User Guide

User Guide#

This guide covers how to configure FlagScale and run training, inference, serving, and reinforcement learning tasks.

Step 1: Configure YAML files#

FlagScale uses Hydra for configuration management. Every task is driven by two YAML files that work together: an experiment-level file and a task-level file, both in the examples/ directory. Before running the task, you need to configure these files first.

Experiment-level YAML#

Use the examples/qwen3/conf/serve.yaml as an example to explain this configuration file.

The experiment-level file is the entry point for flagscale commands. It defines a global context for the run:

where outputs are stored: exp_dir: outputs/${experiment.exp_name}
which backend engine to use: backend: vllm
which task-level file to load: defaults: - serve: 8b

# Example: examples/qwen3/conf/serve.yaml
defaults:
- _self_
- serve: 8b

experiment:
  exp_name: qwen3_8b
  exp_dir: outputs/${experiment.exp_name}
  task:
    type: serve
    backend: vllm
  runner:
    hostfile: null
    deploy:
      use_fs_serve: false
  envs:
    CUDA_VISIBLE_DEVICES: 0
    CUDA_DEVICE_MAX_CONNECTIONS: 1

action: run

hydra:
  run:
    dir: ${experiment.exp_dir}/hydra

Task-level YAML#

Use the examples/qwen3/conf/serve/8b.yaml as an example to explain this configuration file.

The task-level YAML file specifies the model, dataset, and parameters for specific tasks such as training or inference. Every parameter in this file maps directly to an argument accepted by the backend engine, with hyphens (-) replaced by underscores (_).

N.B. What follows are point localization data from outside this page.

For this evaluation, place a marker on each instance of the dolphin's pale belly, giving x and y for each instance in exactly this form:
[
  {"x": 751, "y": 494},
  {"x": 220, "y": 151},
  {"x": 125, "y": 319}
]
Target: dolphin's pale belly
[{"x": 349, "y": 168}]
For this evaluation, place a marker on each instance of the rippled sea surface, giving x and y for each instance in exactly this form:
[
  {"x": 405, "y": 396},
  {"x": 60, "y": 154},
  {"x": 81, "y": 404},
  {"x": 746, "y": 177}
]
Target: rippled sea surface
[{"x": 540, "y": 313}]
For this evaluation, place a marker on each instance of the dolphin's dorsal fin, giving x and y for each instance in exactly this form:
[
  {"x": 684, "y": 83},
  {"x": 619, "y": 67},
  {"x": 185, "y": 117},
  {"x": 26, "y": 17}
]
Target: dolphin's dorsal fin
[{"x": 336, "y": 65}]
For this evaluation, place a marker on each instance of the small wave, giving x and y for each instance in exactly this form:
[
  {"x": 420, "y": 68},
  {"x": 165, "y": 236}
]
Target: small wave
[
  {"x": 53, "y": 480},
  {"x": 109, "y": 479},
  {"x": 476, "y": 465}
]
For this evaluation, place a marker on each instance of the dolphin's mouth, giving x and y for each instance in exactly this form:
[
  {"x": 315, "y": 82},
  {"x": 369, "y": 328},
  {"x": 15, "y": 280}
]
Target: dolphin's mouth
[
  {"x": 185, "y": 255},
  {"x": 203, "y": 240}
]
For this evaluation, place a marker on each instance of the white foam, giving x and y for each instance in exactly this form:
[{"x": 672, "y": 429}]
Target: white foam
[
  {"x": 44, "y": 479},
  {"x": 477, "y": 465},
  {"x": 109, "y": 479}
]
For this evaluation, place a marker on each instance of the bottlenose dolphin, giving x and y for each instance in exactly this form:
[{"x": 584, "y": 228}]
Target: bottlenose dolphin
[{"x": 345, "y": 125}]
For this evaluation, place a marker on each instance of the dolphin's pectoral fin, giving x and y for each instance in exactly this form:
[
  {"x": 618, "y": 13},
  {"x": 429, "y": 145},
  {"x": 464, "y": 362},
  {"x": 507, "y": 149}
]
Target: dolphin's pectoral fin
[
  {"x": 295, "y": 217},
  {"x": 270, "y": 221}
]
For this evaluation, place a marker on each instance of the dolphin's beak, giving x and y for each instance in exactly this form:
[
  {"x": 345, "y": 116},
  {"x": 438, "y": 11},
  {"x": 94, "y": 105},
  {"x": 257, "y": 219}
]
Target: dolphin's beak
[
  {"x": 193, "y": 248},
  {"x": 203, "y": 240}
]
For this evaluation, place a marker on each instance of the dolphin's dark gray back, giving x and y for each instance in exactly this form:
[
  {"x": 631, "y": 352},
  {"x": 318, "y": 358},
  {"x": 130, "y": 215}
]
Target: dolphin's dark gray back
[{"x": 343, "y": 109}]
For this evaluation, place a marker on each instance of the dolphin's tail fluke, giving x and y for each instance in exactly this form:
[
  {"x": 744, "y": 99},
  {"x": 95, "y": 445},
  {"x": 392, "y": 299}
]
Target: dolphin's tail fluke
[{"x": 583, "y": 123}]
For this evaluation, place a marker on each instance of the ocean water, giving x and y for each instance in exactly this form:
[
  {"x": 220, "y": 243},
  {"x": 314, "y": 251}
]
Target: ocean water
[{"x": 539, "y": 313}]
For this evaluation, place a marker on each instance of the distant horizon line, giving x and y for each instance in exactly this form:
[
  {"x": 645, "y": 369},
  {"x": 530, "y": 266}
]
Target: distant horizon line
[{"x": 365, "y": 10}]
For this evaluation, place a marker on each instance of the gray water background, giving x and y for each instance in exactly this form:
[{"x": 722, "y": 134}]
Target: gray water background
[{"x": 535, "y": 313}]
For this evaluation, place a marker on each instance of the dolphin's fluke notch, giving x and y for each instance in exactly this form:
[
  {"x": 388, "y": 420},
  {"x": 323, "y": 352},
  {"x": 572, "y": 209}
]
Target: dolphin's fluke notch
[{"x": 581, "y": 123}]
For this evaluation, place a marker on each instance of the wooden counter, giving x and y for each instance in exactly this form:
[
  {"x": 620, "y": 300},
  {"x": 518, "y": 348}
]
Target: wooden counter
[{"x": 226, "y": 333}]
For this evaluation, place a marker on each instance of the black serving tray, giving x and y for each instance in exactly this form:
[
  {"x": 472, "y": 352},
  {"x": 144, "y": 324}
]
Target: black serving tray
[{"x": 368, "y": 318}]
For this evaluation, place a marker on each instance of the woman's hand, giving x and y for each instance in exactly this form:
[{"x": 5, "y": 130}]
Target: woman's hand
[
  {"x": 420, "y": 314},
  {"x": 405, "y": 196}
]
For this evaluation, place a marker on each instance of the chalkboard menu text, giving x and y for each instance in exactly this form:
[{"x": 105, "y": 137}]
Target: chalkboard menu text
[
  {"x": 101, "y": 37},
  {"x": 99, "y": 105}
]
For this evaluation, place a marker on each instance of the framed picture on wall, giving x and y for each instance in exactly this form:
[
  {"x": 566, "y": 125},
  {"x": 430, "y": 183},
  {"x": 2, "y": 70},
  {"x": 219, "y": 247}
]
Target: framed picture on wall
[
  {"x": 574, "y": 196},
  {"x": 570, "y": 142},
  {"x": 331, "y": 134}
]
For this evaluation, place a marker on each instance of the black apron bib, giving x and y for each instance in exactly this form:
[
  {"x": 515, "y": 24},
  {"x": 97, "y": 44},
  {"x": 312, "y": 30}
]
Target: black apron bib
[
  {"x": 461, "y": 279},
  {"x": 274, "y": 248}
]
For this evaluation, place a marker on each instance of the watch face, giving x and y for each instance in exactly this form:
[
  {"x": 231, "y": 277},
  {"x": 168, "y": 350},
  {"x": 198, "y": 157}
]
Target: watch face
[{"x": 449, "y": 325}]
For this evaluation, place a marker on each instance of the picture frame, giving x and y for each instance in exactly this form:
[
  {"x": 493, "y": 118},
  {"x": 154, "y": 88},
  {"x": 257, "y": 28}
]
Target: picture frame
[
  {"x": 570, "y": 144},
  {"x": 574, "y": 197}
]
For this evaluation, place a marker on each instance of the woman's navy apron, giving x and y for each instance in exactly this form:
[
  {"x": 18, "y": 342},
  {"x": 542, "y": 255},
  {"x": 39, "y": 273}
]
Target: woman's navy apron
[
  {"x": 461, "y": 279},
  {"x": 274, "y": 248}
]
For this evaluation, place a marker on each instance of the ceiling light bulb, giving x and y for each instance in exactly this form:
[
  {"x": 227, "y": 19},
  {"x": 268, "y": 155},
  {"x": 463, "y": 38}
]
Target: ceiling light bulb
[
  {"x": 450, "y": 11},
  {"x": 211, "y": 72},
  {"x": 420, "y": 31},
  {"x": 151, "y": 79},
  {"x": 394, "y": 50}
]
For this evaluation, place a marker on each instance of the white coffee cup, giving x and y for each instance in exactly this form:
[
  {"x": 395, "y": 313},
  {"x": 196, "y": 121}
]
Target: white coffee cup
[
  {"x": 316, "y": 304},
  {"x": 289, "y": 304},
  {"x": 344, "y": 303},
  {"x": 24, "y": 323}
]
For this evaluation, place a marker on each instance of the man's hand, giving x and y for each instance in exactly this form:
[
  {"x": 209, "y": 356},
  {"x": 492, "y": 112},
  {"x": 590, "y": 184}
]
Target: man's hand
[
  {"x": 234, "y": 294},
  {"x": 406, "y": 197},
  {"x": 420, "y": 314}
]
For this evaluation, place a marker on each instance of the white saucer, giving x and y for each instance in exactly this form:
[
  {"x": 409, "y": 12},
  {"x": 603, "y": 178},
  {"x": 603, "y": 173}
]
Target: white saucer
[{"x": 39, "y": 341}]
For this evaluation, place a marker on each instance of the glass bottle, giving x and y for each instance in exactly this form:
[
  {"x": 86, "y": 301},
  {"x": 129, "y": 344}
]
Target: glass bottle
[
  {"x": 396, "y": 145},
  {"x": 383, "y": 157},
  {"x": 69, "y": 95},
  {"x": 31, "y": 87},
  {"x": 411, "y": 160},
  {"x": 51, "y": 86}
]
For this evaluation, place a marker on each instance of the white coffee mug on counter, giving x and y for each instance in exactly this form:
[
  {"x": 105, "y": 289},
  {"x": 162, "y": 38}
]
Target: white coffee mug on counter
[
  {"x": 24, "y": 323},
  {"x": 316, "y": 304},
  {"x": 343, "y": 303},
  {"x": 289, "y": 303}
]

# Example: examples/qwen3/conf/serve/8b.yaml
- serve_id: vllm_model
  engine_args:
    model: ${oc.env:QWEN3_PATH}
    host: 0.0.0.0
    uvicorn_log_level: warning
    port: ${oc.env:QWEN3_PORT}
    gpu_memory_utilization: 0.9
    trust_remote_code: true
    no_enable_prefix_caching: true
    compilation_config: '{"full_cuda_graph": true}'

Step 2： Run tasks#

FlagScale provides a unified runner for various tasks, including training, inference, reinforcement learning, and serving. Simply specify the configuration file to run the task with a single flagscale command. The runner will automatically load the configurations and execute the task. The following sections demonstrate how to run a distributed training task.

Train#

Require Megatron-LM-FL enviroment

Prepare dataset demo and tokenizer:

Download dataset: We provide a small processed data (bin and idx) from the Pile dataset.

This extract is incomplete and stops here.